A collector paid a record $86,654.70 to acquire this PCGS Proof 70 Deep Cameo 1995-W American Eagle silver dollar in an online GreatCollections auction March 31. PCGS has assigned the grade to just eight examples.
A collector paid a record-setting $86,654.70 on March 31 to acquire a Professional Coin Grading Service Proof 70 Deep Cameo 1995-W American Eagle silver dollar in an online auction conducted by GreatCollections.
Ian Russell, president and founder of GreatCollections, said April 1 that the unnamed collector who purchased the coin was not seeking to complete a collection of Proof silver American Eagles. The collector had waited years to find a premium example of the key date for the entire Proof American Eagle silver series and was willing to pay what it would take, Russell said.
“This is what happens when you have an extremely popular series,” Russell said. “This collector was determined to win it.”
The winning bidder was one of 21 bidders who placed a combined 104 bids during the auction.

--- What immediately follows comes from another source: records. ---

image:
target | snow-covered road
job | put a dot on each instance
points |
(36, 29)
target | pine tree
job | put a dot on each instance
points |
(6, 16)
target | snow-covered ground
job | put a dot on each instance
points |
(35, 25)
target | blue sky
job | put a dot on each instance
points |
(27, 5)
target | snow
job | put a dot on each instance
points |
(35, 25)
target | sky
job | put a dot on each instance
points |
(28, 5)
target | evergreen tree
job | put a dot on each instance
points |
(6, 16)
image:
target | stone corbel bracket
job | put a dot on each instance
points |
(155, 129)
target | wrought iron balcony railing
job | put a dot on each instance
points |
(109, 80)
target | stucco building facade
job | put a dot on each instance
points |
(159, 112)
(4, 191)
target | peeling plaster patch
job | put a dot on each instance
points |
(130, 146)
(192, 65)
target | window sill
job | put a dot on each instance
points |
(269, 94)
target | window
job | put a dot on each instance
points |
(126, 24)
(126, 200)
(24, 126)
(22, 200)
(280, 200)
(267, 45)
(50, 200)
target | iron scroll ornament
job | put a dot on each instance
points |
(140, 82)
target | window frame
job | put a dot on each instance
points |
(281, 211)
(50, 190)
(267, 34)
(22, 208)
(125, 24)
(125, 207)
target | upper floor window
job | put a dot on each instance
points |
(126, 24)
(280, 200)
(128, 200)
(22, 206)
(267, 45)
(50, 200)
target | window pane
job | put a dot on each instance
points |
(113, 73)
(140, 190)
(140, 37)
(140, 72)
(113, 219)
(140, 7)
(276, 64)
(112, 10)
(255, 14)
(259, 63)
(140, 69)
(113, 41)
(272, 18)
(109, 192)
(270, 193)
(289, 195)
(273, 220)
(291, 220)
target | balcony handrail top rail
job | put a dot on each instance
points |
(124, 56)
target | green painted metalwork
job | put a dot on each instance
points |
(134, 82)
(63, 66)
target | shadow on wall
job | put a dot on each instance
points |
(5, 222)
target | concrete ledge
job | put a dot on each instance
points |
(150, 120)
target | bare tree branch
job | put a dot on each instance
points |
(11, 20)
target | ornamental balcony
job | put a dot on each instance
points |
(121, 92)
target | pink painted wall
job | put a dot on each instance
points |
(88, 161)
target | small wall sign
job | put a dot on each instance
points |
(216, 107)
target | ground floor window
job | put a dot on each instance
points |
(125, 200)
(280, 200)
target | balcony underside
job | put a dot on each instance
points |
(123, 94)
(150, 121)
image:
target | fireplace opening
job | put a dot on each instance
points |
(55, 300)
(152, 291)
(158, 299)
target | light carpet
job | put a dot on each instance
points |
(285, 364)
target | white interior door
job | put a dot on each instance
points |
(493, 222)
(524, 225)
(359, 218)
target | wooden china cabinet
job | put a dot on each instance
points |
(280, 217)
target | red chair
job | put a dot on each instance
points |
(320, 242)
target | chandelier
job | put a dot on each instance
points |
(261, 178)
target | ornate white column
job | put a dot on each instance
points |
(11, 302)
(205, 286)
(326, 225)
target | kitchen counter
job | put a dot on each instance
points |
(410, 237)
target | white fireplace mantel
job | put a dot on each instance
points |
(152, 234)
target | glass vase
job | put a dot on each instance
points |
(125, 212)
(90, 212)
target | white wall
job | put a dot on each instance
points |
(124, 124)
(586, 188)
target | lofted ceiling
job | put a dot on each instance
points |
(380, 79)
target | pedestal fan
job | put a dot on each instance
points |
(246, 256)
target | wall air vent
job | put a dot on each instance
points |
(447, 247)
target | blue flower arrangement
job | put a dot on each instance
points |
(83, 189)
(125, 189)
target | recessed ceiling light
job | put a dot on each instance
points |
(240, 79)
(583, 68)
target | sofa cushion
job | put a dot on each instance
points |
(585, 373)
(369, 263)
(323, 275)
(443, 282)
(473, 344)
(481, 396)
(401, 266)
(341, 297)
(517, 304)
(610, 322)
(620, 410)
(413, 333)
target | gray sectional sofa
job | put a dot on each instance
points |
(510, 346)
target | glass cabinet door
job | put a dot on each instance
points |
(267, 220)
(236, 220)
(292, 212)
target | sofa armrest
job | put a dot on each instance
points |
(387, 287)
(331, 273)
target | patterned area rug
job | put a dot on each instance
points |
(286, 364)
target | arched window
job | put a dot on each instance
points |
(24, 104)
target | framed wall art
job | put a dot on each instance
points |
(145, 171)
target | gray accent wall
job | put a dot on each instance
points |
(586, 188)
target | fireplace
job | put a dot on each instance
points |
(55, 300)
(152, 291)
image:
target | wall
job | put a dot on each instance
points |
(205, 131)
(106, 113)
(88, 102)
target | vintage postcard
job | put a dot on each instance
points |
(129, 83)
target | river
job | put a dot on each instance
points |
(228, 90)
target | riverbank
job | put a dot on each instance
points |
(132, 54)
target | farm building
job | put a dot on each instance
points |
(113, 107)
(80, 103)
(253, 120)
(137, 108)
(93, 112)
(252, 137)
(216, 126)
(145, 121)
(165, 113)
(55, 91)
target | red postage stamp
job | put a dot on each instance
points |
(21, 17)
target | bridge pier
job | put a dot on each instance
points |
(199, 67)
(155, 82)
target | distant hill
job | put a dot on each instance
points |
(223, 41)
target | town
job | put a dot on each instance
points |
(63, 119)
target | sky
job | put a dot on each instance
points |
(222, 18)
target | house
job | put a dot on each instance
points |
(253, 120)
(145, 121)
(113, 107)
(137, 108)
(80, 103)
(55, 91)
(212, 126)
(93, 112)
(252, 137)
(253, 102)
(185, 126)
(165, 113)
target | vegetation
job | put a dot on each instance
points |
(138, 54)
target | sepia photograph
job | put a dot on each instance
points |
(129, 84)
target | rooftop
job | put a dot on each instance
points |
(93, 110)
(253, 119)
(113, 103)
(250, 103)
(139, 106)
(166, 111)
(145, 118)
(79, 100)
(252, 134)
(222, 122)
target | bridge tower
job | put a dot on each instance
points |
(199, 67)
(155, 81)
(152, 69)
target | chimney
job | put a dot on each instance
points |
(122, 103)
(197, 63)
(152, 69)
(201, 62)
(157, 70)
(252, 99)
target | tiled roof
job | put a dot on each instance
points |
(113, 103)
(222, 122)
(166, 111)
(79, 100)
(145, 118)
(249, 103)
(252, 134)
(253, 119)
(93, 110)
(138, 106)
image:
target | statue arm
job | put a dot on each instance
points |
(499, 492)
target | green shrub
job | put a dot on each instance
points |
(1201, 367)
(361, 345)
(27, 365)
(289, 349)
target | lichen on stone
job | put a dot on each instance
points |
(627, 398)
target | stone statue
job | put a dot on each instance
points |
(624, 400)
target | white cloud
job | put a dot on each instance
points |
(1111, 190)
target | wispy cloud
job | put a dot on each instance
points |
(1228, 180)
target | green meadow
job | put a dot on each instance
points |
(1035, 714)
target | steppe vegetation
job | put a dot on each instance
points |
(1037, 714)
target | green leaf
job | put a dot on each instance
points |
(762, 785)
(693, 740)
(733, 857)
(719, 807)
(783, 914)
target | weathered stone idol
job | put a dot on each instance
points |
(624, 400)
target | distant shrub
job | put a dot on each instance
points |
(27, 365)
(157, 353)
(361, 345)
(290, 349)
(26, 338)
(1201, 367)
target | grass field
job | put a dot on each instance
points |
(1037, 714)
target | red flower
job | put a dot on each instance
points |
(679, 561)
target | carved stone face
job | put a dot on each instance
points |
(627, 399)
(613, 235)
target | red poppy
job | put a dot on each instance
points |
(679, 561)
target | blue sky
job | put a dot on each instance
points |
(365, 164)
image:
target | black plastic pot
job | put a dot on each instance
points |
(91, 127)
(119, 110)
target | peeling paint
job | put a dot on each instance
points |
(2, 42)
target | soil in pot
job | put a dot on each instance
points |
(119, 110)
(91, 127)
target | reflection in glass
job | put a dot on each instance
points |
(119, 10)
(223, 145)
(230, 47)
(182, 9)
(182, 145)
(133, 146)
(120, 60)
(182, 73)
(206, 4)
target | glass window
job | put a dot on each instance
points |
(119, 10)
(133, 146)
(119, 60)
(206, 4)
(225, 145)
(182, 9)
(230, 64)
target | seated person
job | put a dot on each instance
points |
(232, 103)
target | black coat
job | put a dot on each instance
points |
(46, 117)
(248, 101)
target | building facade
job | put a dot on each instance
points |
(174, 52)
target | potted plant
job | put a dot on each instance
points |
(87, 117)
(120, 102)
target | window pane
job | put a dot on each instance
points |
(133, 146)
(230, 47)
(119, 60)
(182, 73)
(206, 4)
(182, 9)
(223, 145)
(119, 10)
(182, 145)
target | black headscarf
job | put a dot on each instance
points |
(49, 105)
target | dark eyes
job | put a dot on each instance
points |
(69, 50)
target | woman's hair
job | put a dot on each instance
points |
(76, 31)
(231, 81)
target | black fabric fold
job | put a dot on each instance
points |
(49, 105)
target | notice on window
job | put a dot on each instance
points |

The final closing bid was $78,777. The addition of the 10 percent buyer’s fee brought the final purchase price to $86,654.70.
“The 1995-W is the ultimate key to the series with the lowest mintage and is notorious for imperfections, explaining the low percentage graded at the perfect Proof-70 DCAM grade,” Russell said. “In addition to the technical points about the coin itself, the general market for silver Eagles continues to grow at a fast pace ... probably faster than any other coin series at the moment.”
Eight coins have been assigned the grade Proof 70 Deep Cameo by PCGS, with another almost 1,600 coins graded Proof 69 Deep Cameo by PCGS. The Proof 69 Deep Cameo coins regularly sell for between $3,500 and $4,000 each, Russell said.
The previous record for any silver American Eagle, also a Proof 1995-W coin, according to Russell, was $40,000 paid for a PCGS Proof 70 Deep Cameo coin offered in a Teletrade auction that closed March 15, 2010.
Part of a set
The Proof 1995-W American Eagle silver dollar was available only in a five-coin 10th Anniversary set. The set also included Proof 1995-W 1-ounce, half-ounce, quarter-ounce and tenth-ounce gold American Eagles.
The five-coin set was offered at the same price, $999, that was being charged by the Mint for the four-coin gold Proof American Eagle set. Mint marketers promoted the silver dollar as a bonus to collectors who had previously purchased gold Proof American Eagles.
However, some collectors of silver American Eagles voiced complaints about the silver coin from the West Point Mint being made available only in a set that they could not afford. The complaints mostly focused on the point that their collections, inexpensively maintained as complete through 1994, were no longer complete because they could not pay the original or secondary prices for the special coin.
A total of 30,125 of the five-coin sets were recorded sold by the U.S. Mint. In contrast, the Mint sold 438,511 Proof 1995-P American Eagle silver dollars at a price of $23 each.
How many of those 1995 sets remain intact is unknown, as sets have been broken apart over the years, with the gold and silver coins dispersed separately.
At the time of release in 1995, purchasers who acquired a five-coin set solely for the Proof silver American Eagle it contained paid a net cost of roughly $200 for the silver coin. At the time, the gold coins were worth not much more than their melt value of roughly $800.
Although some collectors of silver American Eagles at the time might have been rankled over the net cost of the 1995-W coin being nearly seven times that of the regular Proof 1995-P silver American Eagle, those who paid the price then have reaped the benefits since.